Thursday, April 9, 2015

Greece Finds Some Cash

Even though we've been out of the blogosphere for a while, nothing has really changed in the drama between Greece and its creditors. Despite some last second posturing through Finance Minister Varoufakis being photographed with Russian President Putin, Greece really had no cards to play and miraculously found $450 million euro for a scheduled debt repayment to the IMF today. Answers: Greece blinked.

No good can come from extending this drama further.The longer the charade goes on, the more the politicians and their weary voters will come to feel that there is either (1) no real crisis and the drama has all been brought on by outsiders, so no need to change anything; or, (2) there is no hope for Greece except to be Europe's indebted beggar, and therefore no need to strive for growth or improvement. Neither reaction helps the nation in the long-term.

 Despite the dire consequences of a Greek exit from the euro currency, it can be handled and indeed we believe that were once contingency plans for doing just this.  27% plus unemployment rates for two years running, the uncertainty of meeting April government payrolls, the capital flight and the growing lame-duck feel to the current government all point to the benefits of Greece taking the bitter medicine and going it alone.

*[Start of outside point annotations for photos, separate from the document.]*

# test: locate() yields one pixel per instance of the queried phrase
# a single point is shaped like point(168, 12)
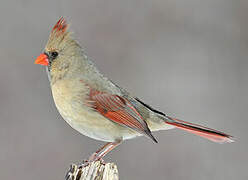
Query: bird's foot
point(94, 157)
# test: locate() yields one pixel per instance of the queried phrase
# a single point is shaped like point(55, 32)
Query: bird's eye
point(54, 54)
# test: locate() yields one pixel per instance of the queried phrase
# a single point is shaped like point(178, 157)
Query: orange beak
point(42, 60)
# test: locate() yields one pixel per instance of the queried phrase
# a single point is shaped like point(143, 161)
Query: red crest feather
point(60, 27)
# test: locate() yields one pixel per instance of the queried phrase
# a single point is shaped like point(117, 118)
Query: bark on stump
point(94, 171)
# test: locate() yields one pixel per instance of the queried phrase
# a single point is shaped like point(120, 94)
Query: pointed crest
point(60, 27)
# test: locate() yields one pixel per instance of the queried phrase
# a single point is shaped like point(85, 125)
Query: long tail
point(202, 131)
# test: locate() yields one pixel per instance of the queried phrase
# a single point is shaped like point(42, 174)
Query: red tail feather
point(202, 131)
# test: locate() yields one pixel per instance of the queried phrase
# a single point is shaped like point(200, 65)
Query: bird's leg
point(98, 155)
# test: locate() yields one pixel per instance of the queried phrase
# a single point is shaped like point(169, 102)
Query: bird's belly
point(86, 120)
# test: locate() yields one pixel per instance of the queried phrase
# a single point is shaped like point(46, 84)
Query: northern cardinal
point(95, 106)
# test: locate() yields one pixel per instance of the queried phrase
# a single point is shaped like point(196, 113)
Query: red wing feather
point(119, 110)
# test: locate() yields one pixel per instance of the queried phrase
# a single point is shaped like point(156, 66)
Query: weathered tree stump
point(93, 171)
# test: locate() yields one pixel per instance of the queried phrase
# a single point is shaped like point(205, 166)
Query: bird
point(97, 107)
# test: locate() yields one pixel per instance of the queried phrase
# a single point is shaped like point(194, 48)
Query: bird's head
point(60, 49)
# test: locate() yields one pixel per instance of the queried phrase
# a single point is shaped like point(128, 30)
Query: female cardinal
point(95, 106)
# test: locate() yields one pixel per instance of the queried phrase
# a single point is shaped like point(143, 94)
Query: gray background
point(187, 58)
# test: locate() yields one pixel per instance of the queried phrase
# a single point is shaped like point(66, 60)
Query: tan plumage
point(95, 106)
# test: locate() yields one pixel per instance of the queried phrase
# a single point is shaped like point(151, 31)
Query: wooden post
point(94, 171)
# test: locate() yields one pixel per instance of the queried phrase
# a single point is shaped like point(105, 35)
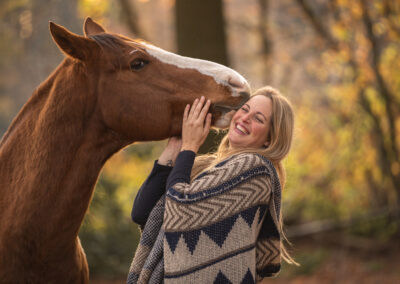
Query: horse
point(108, 92)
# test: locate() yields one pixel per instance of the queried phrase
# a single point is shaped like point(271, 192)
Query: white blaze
point(220, 73)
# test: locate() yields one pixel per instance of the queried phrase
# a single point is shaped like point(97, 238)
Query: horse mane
point(112, 45)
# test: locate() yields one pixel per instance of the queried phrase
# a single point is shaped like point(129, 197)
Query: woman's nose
point(245, 117)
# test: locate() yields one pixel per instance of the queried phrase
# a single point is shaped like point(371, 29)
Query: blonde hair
point(280, 141)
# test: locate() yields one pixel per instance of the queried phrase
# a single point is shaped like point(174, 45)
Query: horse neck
point(51, 157)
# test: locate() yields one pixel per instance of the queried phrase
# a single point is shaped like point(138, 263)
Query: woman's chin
point(224, 120)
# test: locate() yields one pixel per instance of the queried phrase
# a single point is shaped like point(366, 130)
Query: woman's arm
point(154, 186)
point(149, 193)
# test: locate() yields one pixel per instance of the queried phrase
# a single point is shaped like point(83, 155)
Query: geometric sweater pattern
point(223, 227)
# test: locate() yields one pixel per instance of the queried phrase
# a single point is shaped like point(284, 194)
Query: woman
point(217, 218)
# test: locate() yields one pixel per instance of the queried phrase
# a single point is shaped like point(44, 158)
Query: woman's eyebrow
point(258, 112)
point(262, 114)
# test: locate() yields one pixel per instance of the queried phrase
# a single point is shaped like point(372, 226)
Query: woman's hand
point(196, 124)
point(171, 151)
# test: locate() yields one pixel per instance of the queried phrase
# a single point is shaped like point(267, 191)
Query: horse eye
point(138, 64)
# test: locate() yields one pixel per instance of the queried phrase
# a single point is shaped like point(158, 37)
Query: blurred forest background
point(337, 60)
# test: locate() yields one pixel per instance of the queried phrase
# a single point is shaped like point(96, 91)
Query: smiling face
point(250, 126)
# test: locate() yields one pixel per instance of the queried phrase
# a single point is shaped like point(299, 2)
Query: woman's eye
point(138, 64)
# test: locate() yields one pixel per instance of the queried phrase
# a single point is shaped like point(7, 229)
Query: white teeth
point(240, 128)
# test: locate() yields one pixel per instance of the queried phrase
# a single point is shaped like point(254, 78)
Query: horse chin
point(222, 117)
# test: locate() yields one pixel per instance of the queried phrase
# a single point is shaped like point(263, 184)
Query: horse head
point(141, 90)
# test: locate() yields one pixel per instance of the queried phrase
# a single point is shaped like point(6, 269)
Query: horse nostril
point(235, 83)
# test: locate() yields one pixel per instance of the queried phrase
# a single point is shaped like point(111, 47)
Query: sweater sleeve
point(149, 193)
point(183, 168)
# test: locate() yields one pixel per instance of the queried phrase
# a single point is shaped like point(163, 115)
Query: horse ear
point(72, 44)
point(90, 27)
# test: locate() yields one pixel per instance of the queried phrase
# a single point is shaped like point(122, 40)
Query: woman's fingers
point(192, 108)
point(207, 124)
point(186, 113)
point(204, 110)
point(197, 107)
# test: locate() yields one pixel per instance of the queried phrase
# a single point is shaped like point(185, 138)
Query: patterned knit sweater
point(221, 228)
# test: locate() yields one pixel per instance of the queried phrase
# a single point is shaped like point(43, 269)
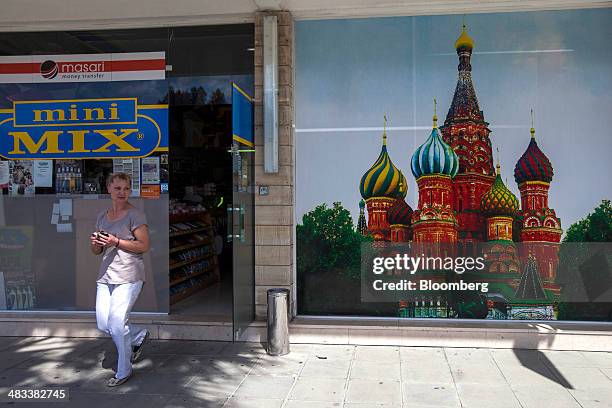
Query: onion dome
point(499, 200)
point(464, 41)
point(434, 156)
point(403, 187)
point(533, 164)
point(399, 213)
point(383, 178)
point(362, 225)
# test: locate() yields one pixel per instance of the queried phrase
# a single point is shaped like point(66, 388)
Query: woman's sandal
point(137, 351)
point(115, 382)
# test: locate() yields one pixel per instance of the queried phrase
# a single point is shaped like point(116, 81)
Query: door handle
point(230, 224)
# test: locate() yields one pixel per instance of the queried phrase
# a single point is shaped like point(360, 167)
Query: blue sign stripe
point(242, 116)
point(132, 132)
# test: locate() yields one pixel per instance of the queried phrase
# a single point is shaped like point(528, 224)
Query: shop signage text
point(82, 128)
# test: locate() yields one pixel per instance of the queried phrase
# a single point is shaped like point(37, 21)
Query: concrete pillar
point(274, 213)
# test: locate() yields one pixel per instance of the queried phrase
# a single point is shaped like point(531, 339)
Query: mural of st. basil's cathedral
point(463, 201)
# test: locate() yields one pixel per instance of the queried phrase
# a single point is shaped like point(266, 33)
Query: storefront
point(418, 168)
point(77, 106)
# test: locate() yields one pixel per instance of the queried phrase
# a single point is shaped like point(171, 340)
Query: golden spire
point(464, 40)
point(385, 130)
point(435, 113)
point(498, 166)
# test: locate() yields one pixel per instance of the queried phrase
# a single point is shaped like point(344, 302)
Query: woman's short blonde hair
point(118, 176)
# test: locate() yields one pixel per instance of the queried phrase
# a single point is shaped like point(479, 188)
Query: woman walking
point(121, 238)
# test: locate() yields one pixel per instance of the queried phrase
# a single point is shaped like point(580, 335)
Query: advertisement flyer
point(21, 179)
point(43, 173)
point(15, 257)
point(4, 174)
point(150, 170)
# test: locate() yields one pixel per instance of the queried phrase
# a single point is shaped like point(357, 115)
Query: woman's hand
point(95, 245)
point(107, 240)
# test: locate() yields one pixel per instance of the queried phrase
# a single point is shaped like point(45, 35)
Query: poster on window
point(21, 178)
point(4, 174)
point(17, 276)
point(150, 170)
point(439, 171)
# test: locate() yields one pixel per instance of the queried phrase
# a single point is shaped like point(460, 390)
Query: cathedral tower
point(540, 229)
point(434, 164)
point(466, 131)
point(380, 186)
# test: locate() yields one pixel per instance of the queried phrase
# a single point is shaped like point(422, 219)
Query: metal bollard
point(278, 322)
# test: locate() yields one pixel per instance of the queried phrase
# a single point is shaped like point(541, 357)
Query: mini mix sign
point(82, 128)
point(134, 66)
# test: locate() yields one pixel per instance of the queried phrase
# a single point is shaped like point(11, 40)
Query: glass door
point(241, 219)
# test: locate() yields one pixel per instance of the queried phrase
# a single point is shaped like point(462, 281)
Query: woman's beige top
point(119, 266)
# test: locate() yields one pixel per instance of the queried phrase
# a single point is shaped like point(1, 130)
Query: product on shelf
point(193, 262)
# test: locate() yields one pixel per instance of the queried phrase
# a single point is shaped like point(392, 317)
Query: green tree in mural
point(595, 227)
point(327, 241)
point(586, 266)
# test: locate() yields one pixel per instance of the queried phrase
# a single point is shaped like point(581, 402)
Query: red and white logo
point(49, 69)
point(83, 67)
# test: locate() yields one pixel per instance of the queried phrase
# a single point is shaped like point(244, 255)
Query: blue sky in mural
point(349, 73)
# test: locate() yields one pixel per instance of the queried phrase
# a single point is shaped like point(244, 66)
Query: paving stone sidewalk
point(219, 374)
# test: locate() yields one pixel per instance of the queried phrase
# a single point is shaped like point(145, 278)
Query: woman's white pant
point(113, 306)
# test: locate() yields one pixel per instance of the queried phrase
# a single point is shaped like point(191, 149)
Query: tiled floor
point(216, 374)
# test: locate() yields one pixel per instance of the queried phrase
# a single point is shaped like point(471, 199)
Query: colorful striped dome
point(399, 213)
point(499, 200)
point(464, 40)
point(403, 187)
point(383, 178)
point(434, 157)
point(533, 164)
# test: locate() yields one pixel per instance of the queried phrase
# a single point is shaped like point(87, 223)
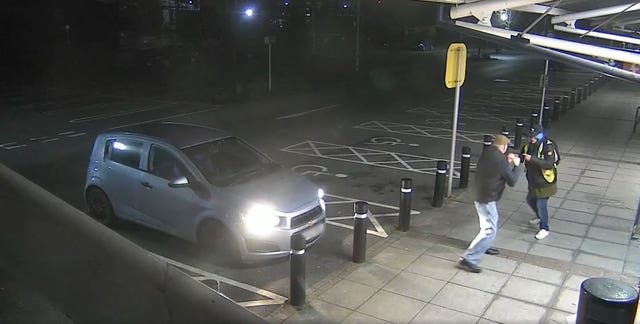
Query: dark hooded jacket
point(493, 171)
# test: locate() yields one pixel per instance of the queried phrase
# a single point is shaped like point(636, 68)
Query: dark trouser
point(539, 206)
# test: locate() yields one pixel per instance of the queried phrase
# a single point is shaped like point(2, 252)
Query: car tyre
point(100, 207)
point(216, 240)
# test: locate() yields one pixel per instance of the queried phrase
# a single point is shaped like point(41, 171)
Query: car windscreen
point(229, 160)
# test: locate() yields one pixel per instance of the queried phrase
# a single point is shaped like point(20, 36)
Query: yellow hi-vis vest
point(549, 175)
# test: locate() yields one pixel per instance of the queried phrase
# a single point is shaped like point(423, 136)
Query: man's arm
point(510, 173)
point(548, 160)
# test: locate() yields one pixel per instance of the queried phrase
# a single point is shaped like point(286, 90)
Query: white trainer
point(542, 234)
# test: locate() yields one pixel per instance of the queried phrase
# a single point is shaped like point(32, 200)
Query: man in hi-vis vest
point(541, 159)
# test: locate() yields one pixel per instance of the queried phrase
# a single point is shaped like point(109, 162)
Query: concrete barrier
point(93, 274)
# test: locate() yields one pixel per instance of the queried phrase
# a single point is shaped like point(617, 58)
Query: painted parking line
point(361, 155)
point(421, 130)
point(202, 276)
point(117, 114)
point(472, 115)
point(300, 114)
point(11, 145)
point(378, 230)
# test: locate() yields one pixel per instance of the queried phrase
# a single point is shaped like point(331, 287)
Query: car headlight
point(321, 198)
point(260, 219)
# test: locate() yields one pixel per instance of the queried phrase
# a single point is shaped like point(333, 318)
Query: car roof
point(180, 135)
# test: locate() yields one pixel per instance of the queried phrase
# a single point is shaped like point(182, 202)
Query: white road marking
point(164, 118)
point(385, 159)
point(113, 114)
point(476, 116)
point(273, 298)
point(421, 130)
point(379, 230)
point(11, 146)
point(300, 114)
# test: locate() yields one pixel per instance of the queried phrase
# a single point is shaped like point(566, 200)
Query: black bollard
point(361, 209)
point(297, 285)
point(404, 219)
point(578, 96)
point(565, 103)
point(441, 176)
point(555, 115)
point(465, 166)
point(604, 300)
point(534, 118)
point(546, 115)
point(518, 136)
point(487, 140)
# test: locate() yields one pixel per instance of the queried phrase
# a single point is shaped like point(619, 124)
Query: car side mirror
point(180, 182)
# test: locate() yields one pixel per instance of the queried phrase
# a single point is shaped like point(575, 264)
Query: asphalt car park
point(355, 150)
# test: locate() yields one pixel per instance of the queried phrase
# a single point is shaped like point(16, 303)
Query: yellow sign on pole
point(456, 65)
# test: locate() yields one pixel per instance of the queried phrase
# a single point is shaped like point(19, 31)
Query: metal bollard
point(578, 96)
point(572, 99)
point(404, 219)
point(604, 300)
point(504, 131)
point(556, 109)
point(361, 209)
point(297, 272)
point(487, 140)
point(465, 165)
point(518, 136)
point(438, 192)
point(534, 118)
point(546, 115)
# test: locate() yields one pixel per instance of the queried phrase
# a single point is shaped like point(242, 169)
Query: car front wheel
point(100, 206)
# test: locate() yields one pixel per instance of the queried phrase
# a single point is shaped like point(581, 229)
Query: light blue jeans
point(488, 218)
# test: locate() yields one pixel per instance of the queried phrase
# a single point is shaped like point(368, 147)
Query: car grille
point(306, 217)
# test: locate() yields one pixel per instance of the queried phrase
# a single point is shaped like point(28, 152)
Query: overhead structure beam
point(595, 13)
point(613, 37)
point(562, 45)
point(471, 9)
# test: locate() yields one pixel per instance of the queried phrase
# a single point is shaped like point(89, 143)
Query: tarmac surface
point(411, 276)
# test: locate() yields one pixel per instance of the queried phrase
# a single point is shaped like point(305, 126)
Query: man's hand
point(516, 160)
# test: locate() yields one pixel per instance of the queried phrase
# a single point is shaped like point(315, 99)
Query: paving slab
point(507, 310)
point(530, 271)
point(392, 307)
point(437, 314)
point(529, 290)
point(415, 286)
point(475, 301)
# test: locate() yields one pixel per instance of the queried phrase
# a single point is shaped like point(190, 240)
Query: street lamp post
point(269, 40)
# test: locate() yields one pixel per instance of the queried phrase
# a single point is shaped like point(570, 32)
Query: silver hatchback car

The euro itself will be less damaged that if the system were to countenance a "slow bailout" of Greece.

The Bank of England's recent Fiance Committee minutes show that UK banks' net exposure to Greece comprised less than 1% of the Common Equity Tier I (CET1) Capital, and bank counterparties as a whole had about a 2% exposure.  Were an exit to hit other heavily indebted countries in the eurozone, the exposure are significantly greater, but Greece itself can be ring-fenced by current capital cushions. JPMorgan Chase CEO Jamie Dimon has said that his bank has been working on a Greek exit for some time, through its risk management simulation exercises.

European stocks smugly reach new highs, while the ongoing complexion of the European experiment continues to look wan.